A recent case presentation illustrated the increased level of aggression used in diagnosing and treating coronary artery disease The case involved a 48-year-old non-smoker with no risk factors other than “high cholesterol”. The patient had been started on a proton pump inhibitor (a medication used to decrease stomach acid levels) to treat gastroesophageal reflux disease (GERD) 10 days prior to presentation to the emergency room. At the time, the claimant had no angina-type chest pain.

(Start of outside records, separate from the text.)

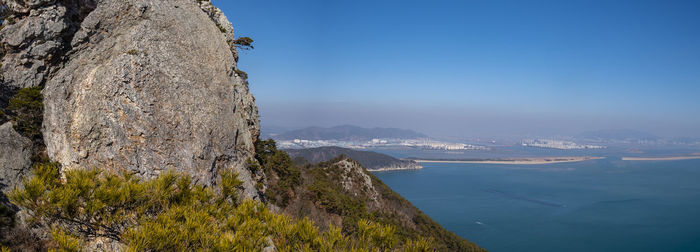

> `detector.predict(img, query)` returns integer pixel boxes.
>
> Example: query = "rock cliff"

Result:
[0,0,260,198]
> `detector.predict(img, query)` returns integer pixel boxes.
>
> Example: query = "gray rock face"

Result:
[0,122,32,193]
[43,0,260,198]
[0,0,95,88]
[0,0,263,198]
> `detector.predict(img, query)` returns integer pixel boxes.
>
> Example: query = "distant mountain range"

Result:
[273,125,428,141]
[284,146,423,171]
[576,129,660,141]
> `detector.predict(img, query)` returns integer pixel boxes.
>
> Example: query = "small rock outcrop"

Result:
[0,122,32,193]
[0,0,262,198]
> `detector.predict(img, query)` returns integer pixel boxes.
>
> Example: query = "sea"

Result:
[375,149,700,251]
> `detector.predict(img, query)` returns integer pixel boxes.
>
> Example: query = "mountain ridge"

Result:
[283,146,423,171]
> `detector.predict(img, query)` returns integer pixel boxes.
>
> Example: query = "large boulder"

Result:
[43,0,260,198]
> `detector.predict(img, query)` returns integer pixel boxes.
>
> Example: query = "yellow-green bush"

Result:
[10,164,432,251]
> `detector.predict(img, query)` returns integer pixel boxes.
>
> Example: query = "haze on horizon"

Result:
[214,0,700,137]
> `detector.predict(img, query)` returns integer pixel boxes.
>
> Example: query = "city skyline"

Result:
[214,1,700,137]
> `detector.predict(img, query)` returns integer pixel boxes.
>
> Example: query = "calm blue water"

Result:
[375,158,700,251]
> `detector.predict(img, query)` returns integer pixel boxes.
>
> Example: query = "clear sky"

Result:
[213,0,700,136]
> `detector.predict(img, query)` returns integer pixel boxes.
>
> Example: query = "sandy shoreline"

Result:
[411,157,603,165]
[622,156,700,161]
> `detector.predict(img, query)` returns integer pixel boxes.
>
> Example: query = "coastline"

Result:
[622,156,700,161]
[367,162,423,172]
[410,157,604,165]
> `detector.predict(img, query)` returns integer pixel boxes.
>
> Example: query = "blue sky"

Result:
[213,0,700,136]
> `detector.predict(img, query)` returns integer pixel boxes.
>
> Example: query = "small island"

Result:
[407,157,603,165]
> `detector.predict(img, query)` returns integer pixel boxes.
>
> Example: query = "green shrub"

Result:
[10,163,431,251]
[250,139,302,207]
[7,87,44,141]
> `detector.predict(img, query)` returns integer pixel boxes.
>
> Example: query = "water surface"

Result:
[375,157,700,251]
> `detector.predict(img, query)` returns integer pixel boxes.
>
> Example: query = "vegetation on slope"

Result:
[5,163,432,251]
[284,146,420,170]
[256,140,483,251]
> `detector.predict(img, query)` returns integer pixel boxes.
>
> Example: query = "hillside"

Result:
[274,125,428,141]
[256,140,483,251]
[284,146,423,171]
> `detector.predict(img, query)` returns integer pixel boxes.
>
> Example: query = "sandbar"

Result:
[410,157,603,165]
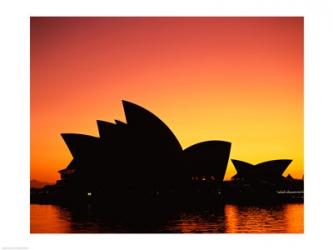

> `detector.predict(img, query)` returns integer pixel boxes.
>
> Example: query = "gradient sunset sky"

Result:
[30,17,304,182]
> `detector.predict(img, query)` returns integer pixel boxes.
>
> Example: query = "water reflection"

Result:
[30,204,304,233]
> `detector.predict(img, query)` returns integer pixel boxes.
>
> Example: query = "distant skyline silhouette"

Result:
[30,17,304,183]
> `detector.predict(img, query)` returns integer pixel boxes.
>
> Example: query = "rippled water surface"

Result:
[30,204,304,233]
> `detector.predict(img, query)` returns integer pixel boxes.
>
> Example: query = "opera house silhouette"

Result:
[39,101,231,207]
[224,159,303,203]
[31,101,303,206]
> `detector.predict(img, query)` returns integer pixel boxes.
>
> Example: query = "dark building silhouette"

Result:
[38,101,231,206]
[231,160,292,182]
[224,159,303,203]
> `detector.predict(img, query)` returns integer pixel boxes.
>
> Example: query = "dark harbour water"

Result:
[30,203,304,233]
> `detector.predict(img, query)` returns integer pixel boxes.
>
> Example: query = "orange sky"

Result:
[31,17,304,182]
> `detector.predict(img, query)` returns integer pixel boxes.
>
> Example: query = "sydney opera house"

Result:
[33,101,231,206]
[224,159,303,202]
[31,101,303,206]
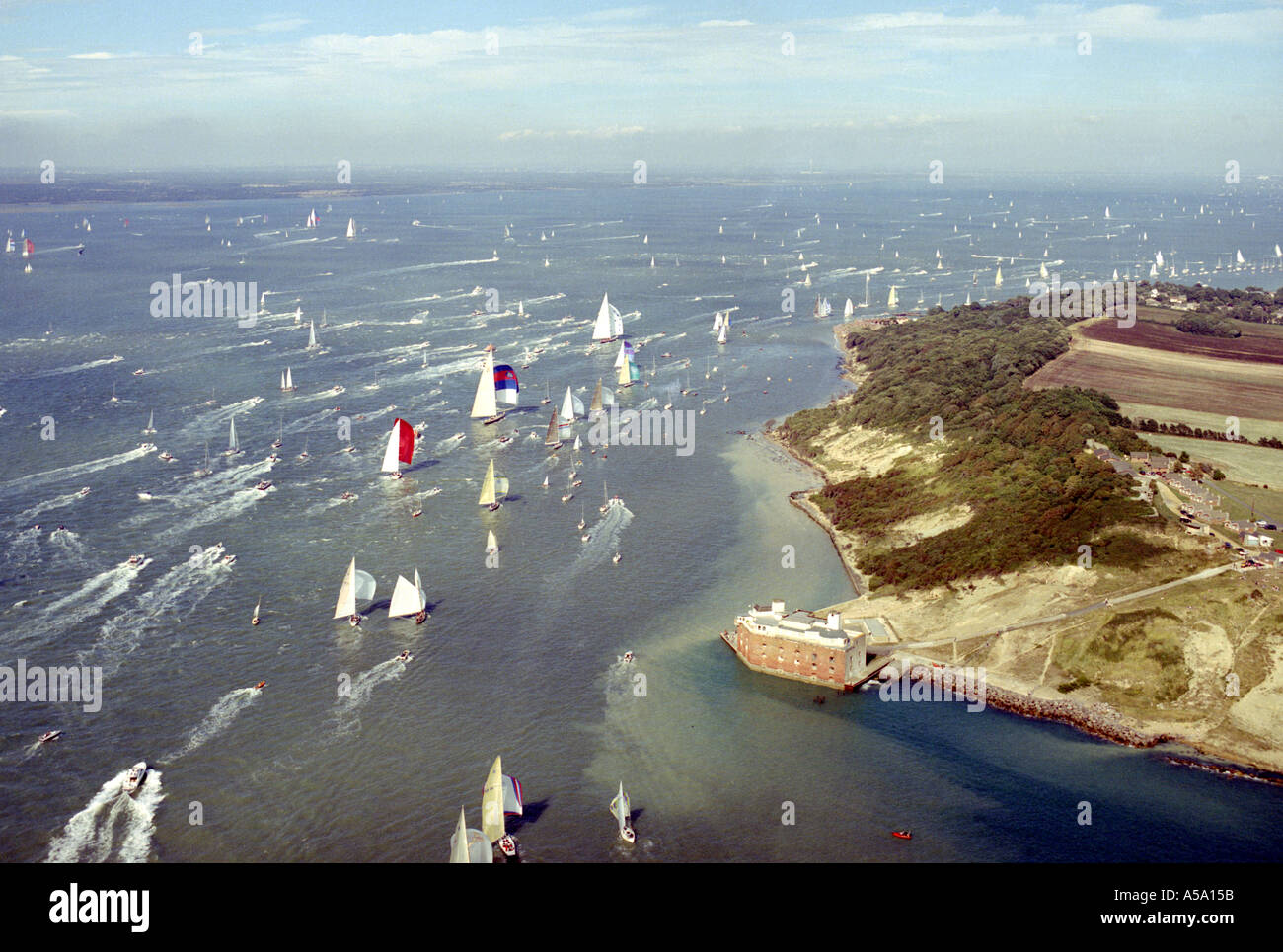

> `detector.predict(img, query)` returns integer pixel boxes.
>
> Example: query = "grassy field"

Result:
[1119,401,1283,446]
[1143,434,1283,486]
[1023,320,1283,423]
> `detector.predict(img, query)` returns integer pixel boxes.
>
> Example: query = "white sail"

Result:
[559,386,584,426]
[334,558,356,619]
[478,460,497,505]
[593,294,619,342]
[381,421,401,473]
[388,571,427,619]
[482,757,505,842]
[611,781,633,840]
[472,346,499,419]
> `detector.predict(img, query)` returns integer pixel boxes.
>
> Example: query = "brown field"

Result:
[1082,320,1283,364]
[1025,319,1283,421]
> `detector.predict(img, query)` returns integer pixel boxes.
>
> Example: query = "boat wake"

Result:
[561,505,633,582]
[78,544,232,675]
[23,558,153,640]
[18,357,124,380]
[161,688,260,764]
[13,491,85,526]
[0,444,155,492]
[46,769,164,862]
[333,658,406,735]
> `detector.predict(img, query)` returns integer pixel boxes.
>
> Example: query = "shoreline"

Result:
[761,324,1283,786]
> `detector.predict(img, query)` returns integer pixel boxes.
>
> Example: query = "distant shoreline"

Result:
[762,317,1283,786]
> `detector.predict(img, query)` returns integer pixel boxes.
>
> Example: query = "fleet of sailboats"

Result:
[387,559,427,624]
[381,417,415,479]
[334,558,377,627]
[593,294,624,344]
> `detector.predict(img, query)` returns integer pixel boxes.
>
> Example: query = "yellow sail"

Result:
[478,460,494,505]
[482,757,505,842]
[450,807,469,862]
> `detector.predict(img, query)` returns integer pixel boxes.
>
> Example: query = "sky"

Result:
[0,0,1283,180]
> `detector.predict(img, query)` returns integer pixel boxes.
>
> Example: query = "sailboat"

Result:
[334,558,376,627]
[388,568,427,624]
[381,417,415,479]
[593,294,624,344]
[615,341,633,370]
[223,417,240,457]
[587,377,606,417]
[482,757,522,858]
[472,344,508,424]
[191,440,213,476]
[450,807,494,863]
[611,781,638,842]
[478,460,508,512]
[560,386,584,426]
[544,406,564,451]
[615,348,642,389]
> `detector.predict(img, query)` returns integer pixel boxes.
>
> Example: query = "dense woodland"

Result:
[782,298,1164,589]
[1137,281,1283,324]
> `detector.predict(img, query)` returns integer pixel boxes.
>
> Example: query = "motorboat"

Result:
[120,761,148,797]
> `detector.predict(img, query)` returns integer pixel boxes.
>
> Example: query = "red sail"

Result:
[393,417,415,466]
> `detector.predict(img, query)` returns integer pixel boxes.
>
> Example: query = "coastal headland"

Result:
[767,298,1283,782]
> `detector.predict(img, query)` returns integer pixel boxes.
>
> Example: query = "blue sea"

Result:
[0,176,1283,862]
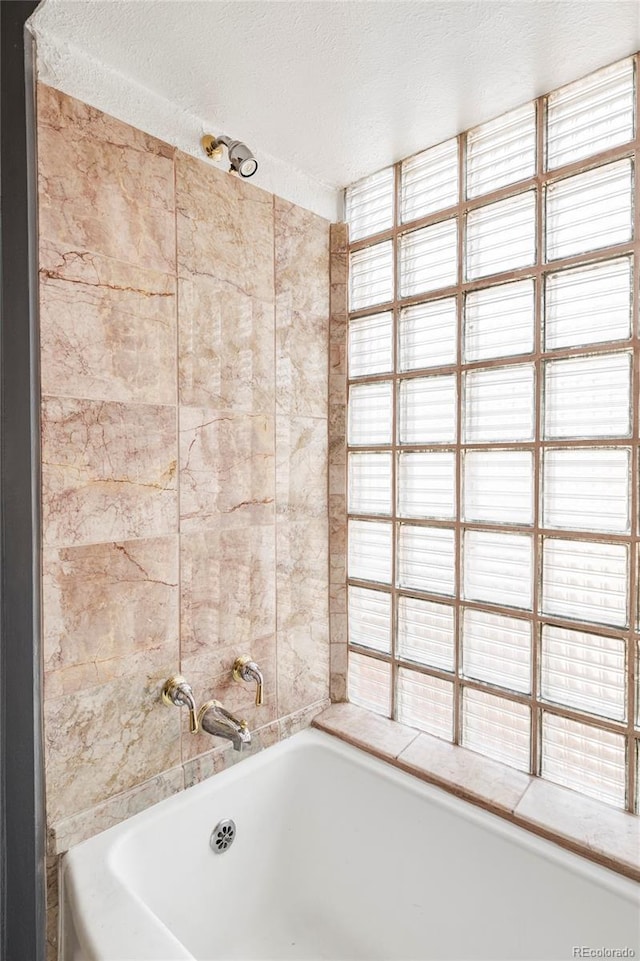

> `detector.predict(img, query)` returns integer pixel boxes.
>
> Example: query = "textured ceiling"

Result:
[35,0,640,214]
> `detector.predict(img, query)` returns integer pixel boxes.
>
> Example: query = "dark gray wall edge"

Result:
[0,0,46,961]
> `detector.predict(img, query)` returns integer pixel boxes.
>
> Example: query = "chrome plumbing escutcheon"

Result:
[233,656,264,707]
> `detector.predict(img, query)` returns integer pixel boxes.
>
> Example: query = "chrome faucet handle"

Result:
[233,656,264,707]
[162,674,199,734]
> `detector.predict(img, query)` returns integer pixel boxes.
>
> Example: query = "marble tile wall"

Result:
[38,85,336,957]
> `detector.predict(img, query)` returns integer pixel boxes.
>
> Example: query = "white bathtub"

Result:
[61,731,640,961]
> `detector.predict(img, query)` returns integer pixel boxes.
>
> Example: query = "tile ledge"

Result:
[312,704,640,881]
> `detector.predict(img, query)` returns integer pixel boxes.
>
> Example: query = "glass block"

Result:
[348,585,391,654]
[464,450,533,524]
[544,257,633,350]
[347,651,391,717]
[546,160,633,260]
[400,138,458,223]
[542,537,629,627]
[344,167,394,242]
[543,447,631,534]
[349,521,392,584]
[462,608,531,694]
[398,451,456,520]
[466,190,536,280]
[398,597,454,671]
[542,624,625,721]
[544,353,631,438]
[467,103,536,197]
[349,454,391,514]
[462,688,531,771]
[348,381,393,447]
[398,524,455,596]
[399,297,458,370]
[349,240,393,310]
[397,667,453,741]
[464,280,534,362]
[399,374,457,444]
[349,311,393,377]
[547,59,634,169]
[400,219,458,297]
[463,531,533,610]
[464,364,535,443]
[540,711,625,807]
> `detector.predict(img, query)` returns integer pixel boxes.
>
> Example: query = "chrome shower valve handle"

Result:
[233,656,264,707]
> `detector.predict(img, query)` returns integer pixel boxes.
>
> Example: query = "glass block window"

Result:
[347,57,640,812]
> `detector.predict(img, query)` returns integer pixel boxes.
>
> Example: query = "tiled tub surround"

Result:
[313,704,640,881]
[38,86,332,955]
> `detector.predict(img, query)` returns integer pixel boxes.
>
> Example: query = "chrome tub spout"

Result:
[198,701,251,751]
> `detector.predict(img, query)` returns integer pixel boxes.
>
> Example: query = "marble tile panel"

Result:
[50,765,184,854]
[276,517,329,632]
[38,125,176,273]
[178,275,275,413]
[276,416,328,520]
[275,197,330,316]
[176,151,274,301]
[279,698,331,740]
[180,407,275,531]
[180,525,276,668]
[40,240,176,404]
[44,650,180,824]
[329,223,349,253]
[276,301,328,417]
[313,704,418,760]
[515,778,640,880]
[42,535,178,674]
[42,397,177,546]
[398,734,531,812]
[329,404,347,465]
[180,635,278,760]
[37,83,175,159]
[278,615,329,716]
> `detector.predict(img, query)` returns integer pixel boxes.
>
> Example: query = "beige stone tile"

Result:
[329,223,349,253]
[515,778,640,879]
[276,517,329,631]
[51,766,184,854]
[276,416,328,520]
[178,275,275,413]
[176,151,274,301]
[180,525,276,672]
[276,306,328,418]
[313,704,418,760]
[398,734,531,811]
[180,635,278,760]
[180,407,275,531]
[40,240,176,404]
[275,197,330,316]
[279,698,330,740]
[38,125,176,273]
[44,650,180,824]
[42,535,178,693]
[42,397,177,546]
[277,517,329,716]
[37,83,175,158]
[278,618,329,715]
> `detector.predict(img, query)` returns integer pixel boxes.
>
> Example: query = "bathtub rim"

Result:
[60,729,640,961]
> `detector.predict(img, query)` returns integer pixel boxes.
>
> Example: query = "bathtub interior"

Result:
[101,732,640,961]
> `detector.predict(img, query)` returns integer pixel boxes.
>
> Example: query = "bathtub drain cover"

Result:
[209,818,236,854]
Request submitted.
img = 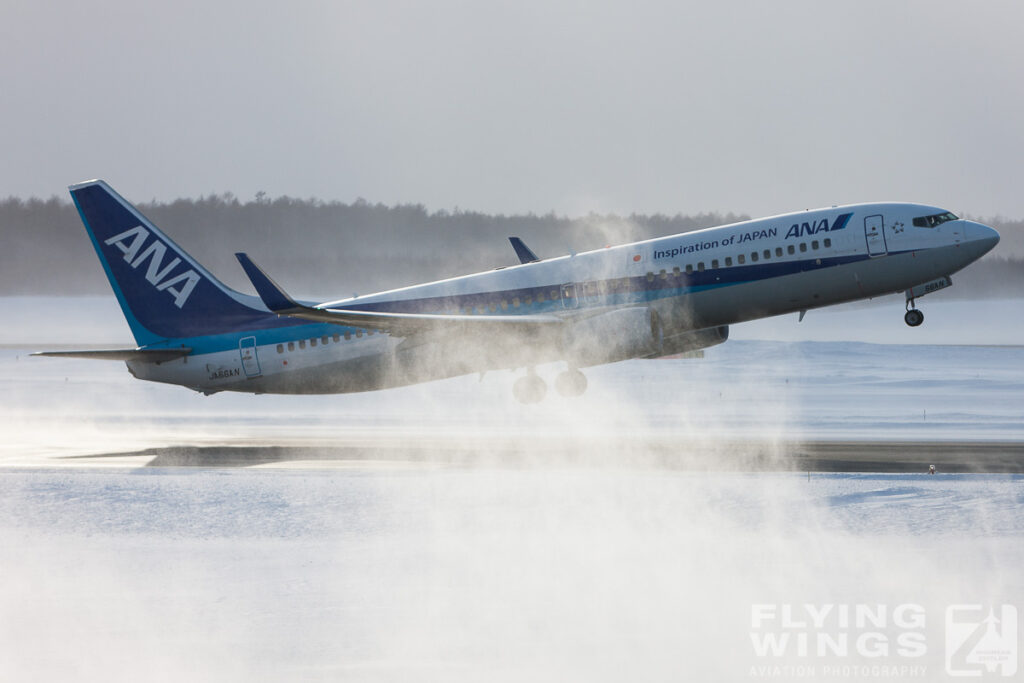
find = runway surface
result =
[0,313,1024,683]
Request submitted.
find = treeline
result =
[0,194,1024,299]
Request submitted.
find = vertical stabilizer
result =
[69,180,273,346]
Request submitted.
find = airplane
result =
[37,180,999,403]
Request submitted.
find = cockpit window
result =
[913,211,958,227]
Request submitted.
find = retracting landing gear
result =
[903,298,925,328]
[512,366,587,403]
[555,368,587,396]
[512,368,548,403]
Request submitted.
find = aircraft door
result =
[558,283,580,308]
[864,215,889,256]
[239,337,261,377]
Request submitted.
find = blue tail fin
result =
[69,180,274,346]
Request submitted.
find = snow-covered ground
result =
[0,468,1024,681]
[0,300,1024,681]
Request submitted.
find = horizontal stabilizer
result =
[32,347,191,362]
[234,254,564,336]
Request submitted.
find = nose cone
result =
[967,221,999,256]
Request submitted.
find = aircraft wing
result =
[234,254,565,336]
[32,347,191,362]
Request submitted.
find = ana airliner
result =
[40,180,999,402]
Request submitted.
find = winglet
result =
[509,238,541,263]
[234,253,301,312]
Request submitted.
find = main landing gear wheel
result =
[555,369,587,396]
[512,373,548,403]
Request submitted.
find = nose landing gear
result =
[903,299,925,328]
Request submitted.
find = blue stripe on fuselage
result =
[167,252,880,355]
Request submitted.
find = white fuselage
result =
[128,203,998,393]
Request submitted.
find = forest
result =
[0,193,1024,300]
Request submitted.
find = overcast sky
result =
[0,0,1024,217]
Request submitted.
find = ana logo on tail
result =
[103,225,201,308]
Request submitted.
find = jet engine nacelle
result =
[648,325,729,358]
[563,306,664,368]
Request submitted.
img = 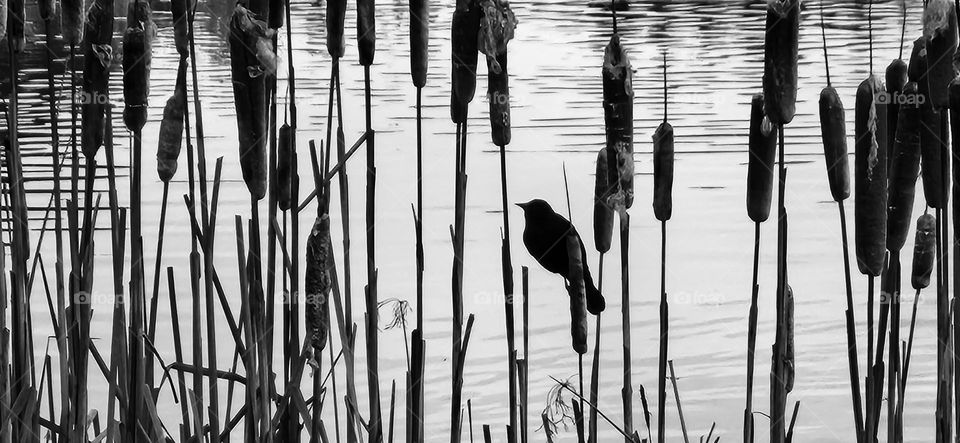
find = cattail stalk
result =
[653,52,674,442]
[743,90,777,443]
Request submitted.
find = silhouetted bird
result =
[517,199,606,315]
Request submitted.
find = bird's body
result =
[518,199,606,314]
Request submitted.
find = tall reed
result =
[406,0,430,443]
[479,0,516,443]
[743,90,777,443]
[763,0,800,443]
[653,52,674,441]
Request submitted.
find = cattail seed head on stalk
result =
[80,0,113,159]
[157,59,187,183]
[410,0,430,88]
[450,0,481,123]
[170,0,193,58]
[884,58,916,169]
[653,122,673,221]
[763,0,800,125]
[479,0,517,146]
[854,76,887,276]
[887,82,920,251]
[357,0,377,66]
[601,34,634,208]
[565,233,587,355]
[62,0,84,46]
[312,214,333,356]
[6,0,27,53]
[593,148,618,254]
[907,37,944,208]
[820,86,850,202]
[230,5,276,200]
[747,94,777,223]
[326,0,347,58]
[923,0,958,109]
[910,214,937,290]
[277,123,293,211]
[37,0,57,21]
[123,0,153,131]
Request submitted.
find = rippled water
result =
[3,0,936,442]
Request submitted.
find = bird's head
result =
[517,198,553,217]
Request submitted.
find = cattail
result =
[653,121,673,221]
[593,148,617,254]
[479,0,517,146]
[80,0,113,158]
[884,58,909,173]
[910,214,937,291]
[357,0,377,66]
[747,94,777,223]
[450,0,481,123]
[7,0,27,53]
[157,60,187,183]
[277,123,290,211]
[907,37,944,208]
[887,82,920,251]
[230,5,276,200]
[62,0,84,47]
[923,0,957,108]
[566,233,587,355]
[602,34,633,208]
[123,0,153,132]
[38,0,57,21]
[783,285,797,392]
[410,0,430,88]
[854,76,887,276]
[327,0,347,58]
[267,0,285,30]
[820,86,850,202]
[763,0,800,125]
[170,0,192,58]
[312,214,333,355]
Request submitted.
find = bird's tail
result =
[583,272,607,315]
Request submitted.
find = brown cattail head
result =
[820,86,850,202]
[593,148,618,254]
[170,0,193,58]
[747,94,777,223]
[565,233,587,355]
[763,0,800,125]
[157,59,187,183]
[887,82,920,251]
[277,123,293,211]
[410,0,430,88]
[62,0,84,47]
[653,122,673,221]
[312,214,333,353]
[479,0,517,146]
[910,214,937,290]
[230,5,276,200]
[923,0,958,109]
[450,0,481,123]
[37,0,57,22]
[123,0,153,131]
[80,0,113,158]
[854,76,887,276]
[327,0,347,58]
[601,34,633,208]
[357,0,377,66]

Two days prior to presentation to the emergency room, the patient began to have chest pain when walking up two flights of stairs. He continued to have intermittent exertional chest pain/pressure, and on the day he first sought treatment his angina started after walking a few steps. The patient decided to fly back to Paris from the south of France for treatment, and by the time he presented at a walk-in clinic he had persistent chest pain/pressure at rest.
An 18 lead ECG was obtained. It was read as normal by both the emergency room physician and a cardiologist, although in retrospect there was a questionable isolated microscopic ST elevation in one lead. In other words, nondiagnostic.
On exam, the patient’s vital signs were normal. He had no symptoms of aortic dissection or pericarditis. He described his pain as substernal and radiating backward but it did not migrate. He had no symptoms of heart failure such as rales/rhonchi on auscultation (listening to the chest with a stethoscope.)
The treatment was given intravenous aspirin, clopideogrel (a platelet inhibitor) by mouth, and sublingual nitroglycerin without relief. Intravenous paracetamol and morphine relieved the claimant’s pain.
Because of the patient’s clear progression of exertional to rest chest discomfort, the claimant was sent to the cardiac catheterization laboratory. Note that the decision to go to the Cath Lab was not based on laboratory studies, pain resolution with opiates/paracetamol, or ECG. It was the patient’s history and presentation that pushed the patient down a more acute, aggressive treatment plan.
Per the treating emergency room physician, the patient’s left anterior descending artery was 100% obstructed, and treated with a percutaneous intervention (stenting). Interestingly, the claimants troponin level (a blood test which turns positive when heart muscle is damaged) was normal.
The emergency room physician that treated the patient and I both recall a time when someone with chest pain and a normal ECG was not having coronary pain-particularly in the face of recently diagnosed gastroesophageal reflux disease. Over time, practices have changed, and we are much more aggressive in treating coronary artery disease. Personally I think it’s a Good Thing.